Critical Sets of Elliptic Equations with Rapidly Oscillating Coefficients in Two Dimensions

TL;DR

This paper investigates the structure and measure of critical sets of solutions to elliptic equations with rapidly oscillating periodic coefficients in two dimensions, using a new approach based on reducing doubling indices.

Contribution

It introduces a novel method leveraging the properties of harmonic polynomials in two dimensions to analyze critical sets, differing from previous tangent plane control techniques.

Findings

Critical sets have bounded Hausdorff measure independent of oscillation period

Critical points of harmonic polynomials in 2D contain only one point

New approach simplifies analysis of oscillating elliptic equations in 2D

Abstract

In this paper we continue the study of critical sets of solutions $u_\e$ of second-order elliptic equations in divergence form with rapidly oscillating and periodic coefficients.
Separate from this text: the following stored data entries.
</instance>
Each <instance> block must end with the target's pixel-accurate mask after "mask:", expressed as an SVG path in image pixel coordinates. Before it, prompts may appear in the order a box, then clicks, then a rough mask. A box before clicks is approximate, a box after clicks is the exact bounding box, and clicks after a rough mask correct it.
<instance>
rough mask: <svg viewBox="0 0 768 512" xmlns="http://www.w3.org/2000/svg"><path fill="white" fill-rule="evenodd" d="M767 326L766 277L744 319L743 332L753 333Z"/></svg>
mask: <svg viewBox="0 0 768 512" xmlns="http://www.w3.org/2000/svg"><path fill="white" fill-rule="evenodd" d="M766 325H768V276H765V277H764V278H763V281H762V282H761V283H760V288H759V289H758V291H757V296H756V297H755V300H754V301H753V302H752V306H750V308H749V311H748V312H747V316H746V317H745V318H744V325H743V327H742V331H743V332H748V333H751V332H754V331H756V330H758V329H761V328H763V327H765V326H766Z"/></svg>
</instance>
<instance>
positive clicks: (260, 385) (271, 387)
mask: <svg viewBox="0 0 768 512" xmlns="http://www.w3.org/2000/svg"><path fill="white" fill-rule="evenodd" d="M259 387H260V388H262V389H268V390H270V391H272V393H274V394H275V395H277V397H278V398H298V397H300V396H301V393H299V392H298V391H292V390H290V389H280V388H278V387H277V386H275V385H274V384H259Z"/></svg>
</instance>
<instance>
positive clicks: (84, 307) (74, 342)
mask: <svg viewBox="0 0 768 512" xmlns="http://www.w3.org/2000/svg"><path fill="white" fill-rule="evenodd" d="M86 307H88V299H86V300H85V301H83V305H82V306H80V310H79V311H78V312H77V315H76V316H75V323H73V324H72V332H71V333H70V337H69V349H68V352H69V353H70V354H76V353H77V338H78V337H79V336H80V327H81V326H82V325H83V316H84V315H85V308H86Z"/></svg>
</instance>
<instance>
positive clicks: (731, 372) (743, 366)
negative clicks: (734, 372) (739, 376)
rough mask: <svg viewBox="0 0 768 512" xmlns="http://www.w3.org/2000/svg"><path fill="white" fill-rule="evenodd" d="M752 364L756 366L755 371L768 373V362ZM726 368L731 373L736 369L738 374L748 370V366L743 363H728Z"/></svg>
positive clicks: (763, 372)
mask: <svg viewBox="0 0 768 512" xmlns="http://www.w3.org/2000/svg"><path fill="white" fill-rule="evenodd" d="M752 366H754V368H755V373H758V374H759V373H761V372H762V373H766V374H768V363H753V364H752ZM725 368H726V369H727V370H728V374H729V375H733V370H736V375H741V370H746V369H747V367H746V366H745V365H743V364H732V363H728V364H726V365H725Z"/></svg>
In \cite{Lin-Shen-3d}, by controling the "turning" of approximate tangent planes, we show that the $(d-2)$-dimensional Hausdorff measures of the critical sets are bounded uniformly with respect to the period $\e$, provided that doubling indices for solutions are bounded. In this paper we use a different approach, based on the reduction of the doubling indices of $u_\e$, to study the two-dimensional case. The proof relies on the fact that the critical set of a homogeneous harmonic polynomial of degree two or higher in dimension two contains only one point.